Audit Committee

The Company has formed an Audit Committee which will assist the Board of Commissioners to supervise aspects of compliance with GCG principles.

The Audit Committee is appointed and responsible for the Board of Commissioners with duties including providing opinions to the Board of Commissioners regarding reports or matters submitted by the Board of Directors to the Board of Commissioners, identifying matters that require the attention of the Commissioners and carrying out other tasks related to the duties of the Board of Commissioners.

The Company made a decision as stated in the Decree of the Company's Board of Commissioners Number 06.633/KOM/SK/17 dated 2 June 2017 concerning the Determination of the Audit Committee, in which the Company's Board of Commissioners meeting unanimously approved the appointment of the Chair and members of the Audit Committee from the date of the decision and the term of office will end in accordance with the decision of the Board of Commissioners, namely:

Chairman : Sjaiful Arifin (concurrently Independent Commissioner)
Age : 80 Years
Citizenship : Indonesia
Work experience :
  • Served as Commissioner of the Company since 2017. Currently also serves as Commissioner of PT Arkonin (2000-present).
  • Previously served as Independent Commissioner of PT Jaya Construction Manggala Pratama Tbk (2008-2010)
  • Advisor to PT Jaya Real Property Tbk (2003-2009)
  • President Director of PT Arkonin (1975-1999), Deputy Director of PT Pembangunan Jaya (1975-1978)
  • Deputy Director of PT Pembangunan Jaya (1973-1975). He also served as Team Leader for the construction of 6 toll roads within the city of DKI Jakarta (2011-2014)
  • Member of the IAI Assessor Team (2000-2010) and Member of the DKI Jakarta City Architectural Advisory Team (2000-2010).
Member : R. Hartono
Age : 68 Years
Citizenship : Indonesia
Work experience :
  • Senior Consultant PT Nahla Investment Management (2005-present)
  • Commissioner of PT IFS SI (2007 – present)
  • Direktur Pelaksana PT Global Reka Daya (2012-sekarang)
  • Member of the Audit Committee of PT Gozco Tbk (2013-present)
Member : David
Age : 35 Years
Citizenship : Indonesia
Work experience :
  • Supervisor PT Smart Business Solution (2006-present)

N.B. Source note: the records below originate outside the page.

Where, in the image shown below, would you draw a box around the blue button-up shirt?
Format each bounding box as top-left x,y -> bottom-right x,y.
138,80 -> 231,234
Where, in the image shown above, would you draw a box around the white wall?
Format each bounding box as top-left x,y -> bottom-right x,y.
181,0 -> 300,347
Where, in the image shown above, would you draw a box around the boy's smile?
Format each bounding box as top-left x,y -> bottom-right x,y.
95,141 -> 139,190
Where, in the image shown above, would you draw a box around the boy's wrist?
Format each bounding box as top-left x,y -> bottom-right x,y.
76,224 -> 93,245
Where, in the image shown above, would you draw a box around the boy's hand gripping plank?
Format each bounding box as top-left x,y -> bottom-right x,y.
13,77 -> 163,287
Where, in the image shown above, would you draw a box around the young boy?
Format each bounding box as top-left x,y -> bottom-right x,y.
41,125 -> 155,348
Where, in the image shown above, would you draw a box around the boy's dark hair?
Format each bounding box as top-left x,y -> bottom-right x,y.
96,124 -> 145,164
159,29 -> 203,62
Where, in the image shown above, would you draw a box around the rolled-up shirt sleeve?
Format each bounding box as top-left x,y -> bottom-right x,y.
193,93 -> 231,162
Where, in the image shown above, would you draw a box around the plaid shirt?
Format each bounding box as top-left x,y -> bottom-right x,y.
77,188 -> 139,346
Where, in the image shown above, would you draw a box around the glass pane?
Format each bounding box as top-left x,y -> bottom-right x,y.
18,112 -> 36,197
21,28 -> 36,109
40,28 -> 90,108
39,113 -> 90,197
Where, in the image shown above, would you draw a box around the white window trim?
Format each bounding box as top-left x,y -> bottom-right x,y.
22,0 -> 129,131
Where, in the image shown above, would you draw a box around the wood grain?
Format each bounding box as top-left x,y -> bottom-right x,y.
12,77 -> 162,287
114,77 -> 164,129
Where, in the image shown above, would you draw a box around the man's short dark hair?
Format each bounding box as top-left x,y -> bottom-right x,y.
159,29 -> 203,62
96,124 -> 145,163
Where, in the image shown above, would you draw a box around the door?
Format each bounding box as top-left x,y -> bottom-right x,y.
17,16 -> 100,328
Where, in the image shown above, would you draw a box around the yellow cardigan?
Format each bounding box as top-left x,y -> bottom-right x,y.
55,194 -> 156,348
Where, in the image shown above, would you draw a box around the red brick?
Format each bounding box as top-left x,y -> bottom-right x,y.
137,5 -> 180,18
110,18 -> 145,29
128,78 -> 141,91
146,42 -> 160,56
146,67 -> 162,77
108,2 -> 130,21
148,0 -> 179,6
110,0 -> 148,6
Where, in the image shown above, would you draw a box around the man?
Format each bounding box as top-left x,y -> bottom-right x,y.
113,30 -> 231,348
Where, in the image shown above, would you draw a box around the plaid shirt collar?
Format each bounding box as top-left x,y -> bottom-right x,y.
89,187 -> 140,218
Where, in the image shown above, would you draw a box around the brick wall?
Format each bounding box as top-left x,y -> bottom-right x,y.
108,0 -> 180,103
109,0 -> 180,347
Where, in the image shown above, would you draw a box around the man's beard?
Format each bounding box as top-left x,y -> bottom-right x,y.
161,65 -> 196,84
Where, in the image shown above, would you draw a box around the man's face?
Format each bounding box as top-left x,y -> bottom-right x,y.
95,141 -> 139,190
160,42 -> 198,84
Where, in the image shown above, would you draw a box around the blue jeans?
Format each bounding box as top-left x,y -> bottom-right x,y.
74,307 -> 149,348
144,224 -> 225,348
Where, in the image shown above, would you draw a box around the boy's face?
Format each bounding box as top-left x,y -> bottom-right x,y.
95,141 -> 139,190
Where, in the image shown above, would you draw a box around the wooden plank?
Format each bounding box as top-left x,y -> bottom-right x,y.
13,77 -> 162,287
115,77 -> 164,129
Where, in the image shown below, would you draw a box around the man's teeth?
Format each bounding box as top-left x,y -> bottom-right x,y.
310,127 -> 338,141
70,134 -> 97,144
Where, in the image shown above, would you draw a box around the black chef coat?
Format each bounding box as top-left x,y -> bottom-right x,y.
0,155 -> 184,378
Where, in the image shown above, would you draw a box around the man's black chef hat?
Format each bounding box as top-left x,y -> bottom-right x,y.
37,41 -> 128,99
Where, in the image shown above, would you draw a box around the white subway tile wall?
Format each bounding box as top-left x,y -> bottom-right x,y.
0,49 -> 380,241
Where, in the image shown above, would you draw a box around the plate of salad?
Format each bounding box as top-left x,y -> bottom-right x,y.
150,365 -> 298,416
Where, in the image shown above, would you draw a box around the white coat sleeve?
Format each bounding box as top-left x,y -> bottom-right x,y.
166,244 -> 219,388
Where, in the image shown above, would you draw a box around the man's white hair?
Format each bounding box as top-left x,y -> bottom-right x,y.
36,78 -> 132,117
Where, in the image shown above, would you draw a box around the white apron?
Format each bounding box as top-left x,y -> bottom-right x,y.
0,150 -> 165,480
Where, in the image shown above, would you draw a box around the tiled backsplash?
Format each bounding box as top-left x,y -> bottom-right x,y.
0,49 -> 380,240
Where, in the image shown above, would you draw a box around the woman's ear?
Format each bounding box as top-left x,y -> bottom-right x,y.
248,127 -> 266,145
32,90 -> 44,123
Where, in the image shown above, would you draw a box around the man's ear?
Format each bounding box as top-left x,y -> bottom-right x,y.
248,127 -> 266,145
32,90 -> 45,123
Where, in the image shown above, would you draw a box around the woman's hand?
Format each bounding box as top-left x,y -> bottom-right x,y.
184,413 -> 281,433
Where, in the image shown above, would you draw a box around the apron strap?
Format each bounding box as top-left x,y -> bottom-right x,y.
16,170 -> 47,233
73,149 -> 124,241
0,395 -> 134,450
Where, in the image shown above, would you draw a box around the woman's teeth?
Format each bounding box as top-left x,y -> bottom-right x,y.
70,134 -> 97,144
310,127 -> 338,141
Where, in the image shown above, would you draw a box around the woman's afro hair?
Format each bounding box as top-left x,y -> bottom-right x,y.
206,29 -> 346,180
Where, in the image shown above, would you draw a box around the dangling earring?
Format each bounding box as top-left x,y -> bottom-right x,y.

The duties, authority and responsibilities of the Audit Committee as outlined in the Company's Audit Committee Charter, Attachment to the Joint Decree of the Company's Commissioners and Directors Number 06.633/KOM/SK/17 concerning the Audit Committee Charter dated 2 June 2017 are in accordance with the duties, authority and responsibilities of the Audit Committee as stated in POJK No. 55 which regulates the following matters:

  • Reviewing financial information that will be released by the Company or Public Company to the public and/or authorities, including financial reports, projections and other reports related to the financial information of the Company or Public Company
  • Reviewing compliance with laws and regulations relating to the activities of the Company or Public Company
  • Provide an independent opinion in the event of a difference of opinion between management and the Accountant regarding the services provided
  • Provide recommendations to the Board of Commissioners regarding the appointment of Accountants based on independence, scope of assignment and fees
  • Reviewing the implementation of audits by internal auditors and supervising the implementation of follow-up actions by the Board of Directors regarding the internal auditor's findings
  • Reviewing risk management implementation activities carried out by the Board of Directors, if the Company or Public Company does not have a risk monitoring function under the Board of Commissioners
  • Review complaints related to the accounting and financial reporting processes of the Company or Public Company
  • Review and provide advice to the Board of Commissioners regarding potential conflicts of interest of the Company or Public Companies
  • Maintain the confidentiality of Company or Public Company documents, data and information

Audit Committee Authority:

  • access Issuer or Public Company documents, data and information about employees, funds, assets and required company resources
  • communicate directly with employees, including the Board of Directors and parties carrying out internal audit, risk management and Accountant functions regarding the duties and responsibilities of the Audit Committee
  • involving independent parties outside the Audit Committee members who are needed to assist in carrying out their duties (if necessary)

The Audit Committee is appointed and responsible for the Board of Commissioners with duties including providing opinions to the Board of Commissioners regarding reports or matters submitted by the Board of Directors to the Board of Commissioners, identifying matters that require the attention of the Commissioners and carrying out other tasks related to the duties of the Board of Commissioners.

Audit Committee meetings are held periodically at least once every 3 (three) months and are attended by more than 50% (fifty percent) of the total members.